Page MenuHomePhabricator

[clang] NFC: change uses of `Expr->getValueKind` into `is?Value`
ClosedPublic

Authored by mizvekov on Apr 18 2021, 1:40 PM.

Details

Summary

Signed-off-by: Matheus Izvekov <mizvekov@gmail.com>

Diff Detail

Event Timeline

mizvekov created this revision.Apr 18 2021, 1:40 PM
mizvekov requested review of this revision.Apr 18 2021, 1:40 PM
Herald added a project: Restricted Project. · View Herald TranscriptApr 18 2021, 1:40 PM
Herald added a subscriber: cfe-commits. · View Herald Transcript

The change seems to be correct, but I'm wondering if x.getValueKind() == VK_*Value doesn't have one advantage over x.is*Value(): it's obvious that this is exclusive with the other values. Especially with isRValue() it might not be so obvious, because Clang doesn't follow the C++11 terminology with this.

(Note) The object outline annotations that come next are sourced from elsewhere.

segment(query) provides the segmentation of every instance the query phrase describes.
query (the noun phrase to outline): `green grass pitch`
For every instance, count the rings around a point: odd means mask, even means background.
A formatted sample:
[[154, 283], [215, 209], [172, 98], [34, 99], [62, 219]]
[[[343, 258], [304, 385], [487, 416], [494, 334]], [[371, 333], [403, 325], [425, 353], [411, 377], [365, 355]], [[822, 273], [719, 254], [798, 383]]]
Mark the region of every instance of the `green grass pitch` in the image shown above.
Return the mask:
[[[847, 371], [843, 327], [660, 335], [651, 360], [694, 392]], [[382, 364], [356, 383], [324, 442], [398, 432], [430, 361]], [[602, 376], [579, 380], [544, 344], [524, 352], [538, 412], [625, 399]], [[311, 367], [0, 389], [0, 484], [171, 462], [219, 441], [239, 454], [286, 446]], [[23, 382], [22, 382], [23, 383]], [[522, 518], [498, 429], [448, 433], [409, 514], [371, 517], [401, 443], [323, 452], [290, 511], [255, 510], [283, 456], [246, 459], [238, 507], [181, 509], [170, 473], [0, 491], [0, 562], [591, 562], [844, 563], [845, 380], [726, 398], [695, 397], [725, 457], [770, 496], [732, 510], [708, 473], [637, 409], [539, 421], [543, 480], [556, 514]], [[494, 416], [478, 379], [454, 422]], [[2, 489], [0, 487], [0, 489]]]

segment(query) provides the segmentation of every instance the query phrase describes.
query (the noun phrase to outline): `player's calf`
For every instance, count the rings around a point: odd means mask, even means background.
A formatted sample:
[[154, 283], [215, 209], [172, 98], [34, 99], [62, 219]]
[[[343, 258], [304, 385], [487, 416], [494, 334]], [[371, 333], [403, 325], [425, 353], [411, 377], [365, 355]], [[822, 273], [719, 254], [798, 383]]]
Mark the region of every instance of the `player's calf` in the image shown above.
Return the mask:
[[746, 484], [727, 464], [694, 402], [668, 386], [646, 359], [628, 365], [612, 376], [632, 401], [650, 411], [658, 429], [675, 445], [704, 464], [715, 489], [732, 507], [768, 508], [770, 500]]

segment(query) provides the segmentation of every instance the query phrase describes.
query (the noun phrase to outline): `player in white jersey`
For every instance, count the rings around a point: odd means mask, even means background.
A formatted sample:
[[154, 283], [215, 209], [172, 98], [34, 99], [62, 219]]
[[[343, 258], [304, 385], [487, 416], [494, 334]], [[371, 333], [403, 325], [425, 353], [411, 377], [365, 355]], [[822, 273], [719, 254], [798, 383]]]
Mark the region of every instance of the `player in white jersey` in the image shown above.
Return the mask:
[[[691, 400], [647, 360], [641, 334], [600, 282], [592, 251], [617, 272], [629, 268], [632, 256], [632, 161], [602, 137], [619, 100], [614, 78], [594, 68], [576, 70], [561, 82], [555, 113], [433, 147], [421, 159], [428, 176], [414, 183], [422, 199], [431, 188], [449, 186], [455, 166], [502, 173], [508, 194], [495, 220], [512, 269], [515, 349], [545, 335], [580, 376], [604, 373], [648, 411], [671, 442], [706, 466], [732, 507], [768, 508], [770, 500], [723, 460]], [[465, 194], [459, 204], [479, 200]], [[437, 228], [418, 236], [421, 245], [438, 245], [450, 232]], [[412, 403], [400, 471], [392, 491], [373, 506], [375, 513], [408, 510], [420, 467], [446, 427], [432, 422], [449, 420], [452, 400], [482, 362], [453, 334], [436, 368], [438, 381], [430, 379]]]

But it's admittedly shorter, so I'd be willing to approve this.

clang/lib/Sema/SemaExpr.cpp
5555

There might be a certain benefit to using LHSExp->getValueKind() above when we use it here again: that makes it more obvious what we're trying to achieve in that if. (Namely changing the value category.)

The change seems to be correct, but I'm wondering if x.getValueKind() == VK_*Value doesn't have one advantage over x.is*Value(): it's obvious that this is exclusive with the other values. Especially with isRValue() it might not be so obvious, because Clang doesn't follow the C++11 terminology with this.

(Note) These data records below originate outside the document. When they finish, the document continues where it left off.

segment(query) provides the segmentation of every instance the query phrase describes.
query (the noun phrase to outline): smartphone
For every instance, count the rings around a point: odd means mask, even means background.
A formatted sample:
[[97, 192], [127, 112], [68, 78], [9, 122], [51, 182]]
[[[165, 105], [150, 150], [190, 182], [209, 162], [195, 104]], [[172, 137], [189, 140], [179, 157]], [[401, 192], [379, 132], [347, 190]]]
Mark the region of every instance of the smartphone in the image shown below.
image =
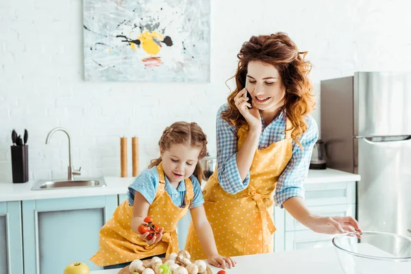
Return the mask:
[[[245, 88], [247, 88], [247, 80], [245, 83]], [[250, 104], [251, 107], [247, 106], [247, 108], [251, 108], [253, 107], [253, 99], [251, 98], [251, 95], [249, 94], [248, 88], [247, 89], [247, 91], [244, 93], [244, 97], [248, 98], [247, 102]]]

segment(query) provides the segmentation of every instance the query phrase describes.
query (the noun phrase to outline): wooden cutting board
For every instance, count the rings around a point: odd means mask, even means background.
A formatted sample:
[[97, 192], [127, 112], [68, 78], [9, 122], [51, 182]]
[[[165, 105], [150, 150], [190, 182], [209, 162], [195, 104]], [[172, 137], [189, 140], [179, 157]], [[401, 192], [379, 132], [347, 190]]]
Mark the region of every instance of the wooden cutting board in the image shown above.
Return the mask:
[[[149, 260], [151, 260], [151, 259], [149, 259]], [[145, 260], [142, 260], [143, 262], [145, 261]], [[161, 260], [164, 263], [165, 261], [167, 260], [167, 259], [163, 258], [161, 258]], [[194, 263], [195, 261], [192, 260], [191, 262]], [[120, 272], [119, 272], [119, 274], [133, 274], [133, 273], [132, 273], [132, 272], [131, 272], [129, 270], [128, 266], [127, 266], [121, 269], [121, 270], [120, 271]], [[212, 271], [211, 270], [211, 269], [210, 267], [208, 267], [208, 266], [207, 266], [207, 269], [206, 269], [206, 271], [201, 273], [201, 274], [212, 274]]]

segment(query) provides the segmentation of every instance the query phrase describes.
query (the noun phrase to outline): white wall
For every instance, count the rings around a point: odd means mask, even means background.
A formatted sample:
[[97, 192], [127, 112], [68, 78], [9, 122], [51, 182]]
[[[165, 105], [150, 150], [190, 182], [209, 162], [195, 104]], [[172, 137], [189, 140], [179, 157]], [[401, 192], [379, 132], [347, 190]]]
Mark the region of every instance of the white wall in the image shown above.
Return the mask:
[[[211, 83], [84, 82], [82, 1], [0, 1], [0, 182], [12, 180], [11, 131], [29, 131], [31, 179], [120, 175], [119, 137], [140, 137], [140, 164], [157, 157], [164, 127], [197, 122], [215, 153], [215, 114], [229, 92], [236, 53], [250, 36], [287, 32], [321, 79], [356, 71], [411, 71], [411, 8], [407, 0], [212, 0]], [[317, 108], [314, 117], [319, 122]], [[129, 146], [131, 147], [131, 140]], [[131, 154], [131, 153], [130, 153]], [[131, 159], [129, 174], [131, 176]]]

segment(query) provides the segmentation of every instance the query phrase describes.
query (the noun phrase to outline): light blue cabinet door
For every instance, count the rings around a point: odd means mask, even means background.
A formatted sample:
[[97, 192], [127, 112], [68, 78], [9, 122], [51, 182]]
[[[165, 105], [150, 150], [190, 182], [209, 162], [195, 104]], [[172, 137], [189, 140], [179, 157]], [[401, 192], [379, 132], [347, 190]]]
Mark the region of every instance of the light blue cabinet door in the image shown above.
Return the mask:
[[101, 269], [89, 258], [98, 251], [99, 232], [117, 203], [117, 195], [23, 201], [26, 273], [62, 273], [74, 262]]
[[23, 274], [20, 201], [0, 203], [0, 274]]

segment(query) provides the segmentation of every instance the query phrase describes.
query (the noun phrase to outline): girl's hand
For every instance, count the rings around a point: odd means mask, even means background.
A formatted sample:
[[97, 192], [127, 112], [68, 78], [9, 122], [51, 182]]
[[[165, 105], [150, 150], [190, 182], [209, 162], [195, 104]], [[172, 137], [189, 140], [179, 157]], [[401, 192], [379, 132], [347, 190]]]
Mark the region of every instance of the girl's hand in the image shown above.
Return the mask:
[[149, 245], [156, 244], [161, 240], [161, 238], [162, 238], [162, 234], [163, 234], [164, 230], [164, 228], [161, 227], [160, 229], [160, 232], [159, 232], [160, 234], [155, 234], [154, 235], [154, 236], [153, 236], [153, 238], [151, 238], [150, 240], [149, 240], [147, 238], [147, 236], [150, 234], [150, 233], [151, 233], [151, 232], [147, 232], [142, 234], [140, 234], [140, 238], [141, 240], [145, 240], [146, 242], [147, 243], [147, 245]]
[[[261, 118], [260, 117], [260, 112], [256, 106], [256, 104], [253, 103], [253, 105], [250, 105], [247, 103], [248, 98], [244, 97], [244, 94], [247, 91], [247, 88], [243, 88], [240, 90], [237, 95], [234, 97], [234, 104], [238, 109], [238, 111], [242, 115], [247, 123], [248, 123], [250, 130], [259, 130], [261, 132]], [[248, 96], [250, 95], [248, 92]], [[252, 107], [249, 109], [248, 107]]]
[[359, 232], [361, 232], [357, 220], [350, 216], [323, 217], [313, 216], [307, 223], [307, 226], [314, 232], [325, 234]]
[[208, 257], [208, 263], [216, 267], [221, 267], [225, 269], [227, 266], [229, 269], [234, 267], [236, 262], [229, 257], [223, 257], [219, 254], [212, 255]]

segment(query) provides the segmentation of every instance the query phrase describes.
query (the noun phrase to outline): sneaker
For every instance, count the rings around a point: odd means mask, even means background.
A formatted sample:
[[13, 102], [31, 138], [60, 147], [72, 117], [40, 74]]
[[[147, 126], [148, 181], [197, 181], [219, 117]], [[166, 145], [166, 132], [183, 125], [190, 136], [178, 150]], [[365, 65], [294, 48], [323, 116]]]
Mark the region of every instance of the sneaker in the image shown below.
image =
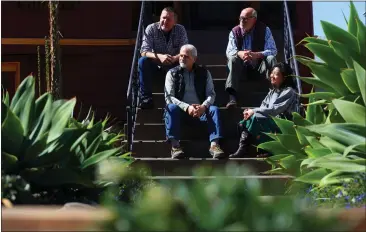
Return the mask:
[[152, 109], [154, 108], [154, 103], [151, 98], [145, 98], [140, 102], [141, 109]]
[[214, 159], [226, 157], [225, 152], [218, 145], [211, 146], [209, 152]]
[[172, 159], [184, 158], [184, 151], [181, 147], [172, 147], [171, 151]]
[[236, 97], [234, 95], [229, 95], [229, 102], [226, 104], [226, 108], [230, 109], [230, 108], [236, 108]]
[[236, 101], [231, 100], [231, 101], [229, 101], [229, 102], [226, 104], [226, 108], [227, 108], [227, 109], [230, 109], [230, 108], [236, 108], [236, 105], [237, 105]]

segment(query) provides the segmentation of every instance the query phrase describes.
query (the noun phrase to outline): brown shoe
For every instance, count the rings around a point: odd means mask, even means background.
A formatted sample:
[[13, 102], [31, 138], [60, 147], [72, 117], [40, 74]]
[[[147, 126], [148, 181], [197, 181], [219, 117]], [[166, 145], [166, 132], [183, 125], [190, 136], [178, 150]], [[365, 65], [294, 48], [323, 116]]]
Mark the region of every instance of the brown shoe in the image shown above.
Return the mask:
[[172, 159], [184, 158], [184, 151], [181, 147], [172, 147], [171, 151]]
[[231, 100], [229, 101], [227, 104], [226, 104], [226, 108], [227, 109], [230, 109], [230, 108], [236, 108], [237, 104], [236, 104], [236, 101], [234, 100]]
[[226, 157], [225, 152], [220, 148], [219, 145], [211, 146], [209, 152], [214, 159]]
[[226, 104], [226, 108], [230, 109], [230, 108], [236, 108], [236, 97], [232, 94], [229, 95], [229, 102]]

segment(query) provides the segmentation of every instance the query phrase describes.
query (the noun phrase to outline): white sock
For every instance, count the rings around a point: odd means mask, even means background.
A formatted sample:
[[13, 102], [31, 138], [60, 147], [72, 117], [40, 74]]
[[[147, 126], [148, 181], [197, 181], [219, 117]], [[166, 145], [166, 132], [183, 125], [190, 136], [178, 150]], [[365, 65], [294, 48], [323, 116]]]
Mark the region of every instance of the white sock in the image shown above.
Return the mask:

But it's admittedly shorter, so I'd be willing to approve this.

This came up in a patch where I am experimenting with a new value category.
The helpers 'help' a lot more when you are changing some of these tests from testing just one category, to testing a combination of categories (like GLValue).

But this is just the easy pickings of the patch, which is still WIP, and I may need in the future for some more drastic change to deal with the code that just stores the kind in a variable and tests that later.

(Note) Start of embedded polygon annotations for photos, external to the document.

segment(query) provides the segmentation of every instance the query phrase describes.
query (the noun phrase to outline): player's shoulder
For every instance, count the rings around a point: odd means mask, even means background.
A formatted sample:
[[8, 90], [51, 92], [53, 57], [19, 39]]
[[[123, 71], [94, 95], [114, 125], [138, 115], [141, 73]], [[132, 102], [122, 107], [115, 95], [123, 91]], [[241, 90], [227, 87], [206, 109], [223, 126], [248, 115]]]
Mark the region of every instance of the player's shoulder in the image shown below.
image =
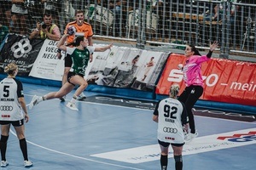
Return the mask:
[[73, 26], [73, 25], [76, 25], [76, 24], [77, 24], [77, 21], [74, 20], [74, 21], [72, 21], [72, 22], [67, 23], [67, 26]]
[[84, 21], [84, 24], [85, 26], [90, 26], [90, 24], [89, 24], [88, 22]]

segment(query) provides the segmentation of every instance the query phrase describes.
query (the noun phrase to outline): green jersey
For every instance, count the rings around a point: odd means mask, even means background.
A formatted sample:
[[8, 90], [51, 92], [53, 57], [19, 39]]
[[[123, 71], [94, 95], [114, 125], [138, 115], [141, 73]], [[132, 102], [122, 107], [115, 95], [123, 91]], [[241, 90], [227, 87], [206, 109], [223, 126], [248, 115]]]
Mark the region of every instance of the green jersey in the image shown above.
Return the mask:
[[70, 71], [84, 76], [85, 69], [90, 60], [90, 54], [92, 54], [94, 50], [94, 47], [87, 47], [84, 50], [67, 47], [67, 54], [70, 54], [73, 61]]

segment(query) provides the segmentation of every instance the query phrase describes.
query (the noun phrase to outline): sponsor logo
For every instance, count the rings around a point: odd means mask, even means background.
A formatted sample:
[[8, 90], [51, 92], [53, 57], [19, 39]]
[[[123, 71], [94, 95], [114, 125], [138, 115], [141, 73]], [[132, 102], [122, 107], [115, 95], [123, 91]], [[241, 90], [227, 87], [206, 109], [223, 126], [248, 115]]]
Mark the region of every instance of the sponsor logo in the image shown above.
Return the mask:
[[256, 131], [250, 131], [244, 133], [235, 133], [232, 136], [219, 136], [219, 140], [228, 140], [231, 142], [250, 142], [256, 140]]
[[[181, 70], [172, 69], [167, 78], [167, 81], [173, 82], [181, 82], [183, 80], [183, 73]], [[215, 86], [219, 79], [219, 76], [217, 74], [210, 74], [209, 76], [202, 76], [203, 80], [207, 87]], [[230, 89], [234, 90], [241, 90], [241, 91], [249, 91], [254, 92], [256, 89], [256, 84], [254, 82], [251, 82], [250, 83], [244, 83], [239, 82], [232, 82], [230, 84], [227, 84], [226, 82], [220, 82], [221, 86], [230, 86]]]
[[165, 127], [165, 128], [163, 128], [163, 131], [164, 131], [165, 133], [177, 133], [177, 128], [167, 128], [167, 127]]
[[14, 56], [16, 59], [23, 57], [25, 54], [27, 54], [32, 50], [32, 47], [27, 38], [22, 38], [19, 42], [14, 43], [11, 47]]
[[11, 111], [13, 110], [13, 106], [11, 105], [1, 105], [0, 106], [0, 110], [3, 110], [3, 111]]

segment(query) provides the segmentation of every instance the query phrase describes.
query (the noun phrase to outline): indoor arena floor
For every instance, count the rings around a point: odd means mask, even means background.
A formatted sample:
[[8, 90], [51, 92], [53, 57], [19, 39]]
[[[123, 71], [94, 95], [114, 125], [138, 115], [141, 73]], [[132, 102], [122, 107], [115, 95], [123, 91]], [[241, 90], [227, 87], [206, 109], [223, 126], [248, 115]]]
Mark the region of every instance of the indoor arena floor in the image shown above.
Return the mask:
[[[26, 104], [34, 94], [43, 95], [59, 89], [27, 83], [23, 87]], [[73, 92], [67, 96], [67, 100]], [[98, 95], [87, 91], [85, 94], [88, 97]], [[26, 124], [26, 138], [29, 159], [34, 164], [30, 169], [160, 169], [157, 123], [152, 121], [152, 110], [88, 99], [79, 101], [79, 111], [73, 111], [65, 106], [67, 102], [48, 100], [29, 110], [30, 122]], [[209, 110], [206, 112], [211, 114]], [[241, 115], [224, 114], [225, 116], [230, 115], [230, 118], [195, 116], [199, 136], [184, 145], [183, 169], [255, 169], [255, 118], [253, 116], [243, 117]], [[24, 169], [13, 128], [7, 150], [9, 165], [2, 169]], [[174, 169], [172, 149], [168, 162], [168, 169]]]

It would be useful if you could do:

VK = Expr->getValueKind();
if (VK.isGLValue()) {

I may need to do something like that later.

clang/lib/Sema/SemaExpr.cpp
5555

Or just making the same kind of change here again:

if (!LHSExp->isRValue())
  OK = OK_VectorComponent;
VK = LHSExp->getValueKind();

@aaron.ballman, what do you think about this? We can't really prevent anyone from writing .getValueKind() == VK_*Value instead of .is*Value(), so this change will make things consistent only for now.

The change seems to be correct, but I'm wondering if x.getValueKind() == VK_*Value doesn't have one advantage over x.is*Value(): it's obvious that this is exclusive with the other values. Especially with isRValue() it might not be so obvious, because Clang doesn't follow the C++11 terminology with this.

But it's admittedly shorter, so I'd be willing to approve this.

This came up in a patch where I am experimenting with a new value category.

Not sure how to feel about this, the value categories are already hard to grasp for most C++ programmers. To solve the implicit move concerns with a new value category seems like cracking a nut with a sledgehammer. But that's not directly related to this change, we can discuss this when the change is there.

@aaron.ballman, what do you think about this? We can't really prevent anyone from writing .getValueKind() == VK_*Value instead of .is*Value(), so this change will make things consistent only for now.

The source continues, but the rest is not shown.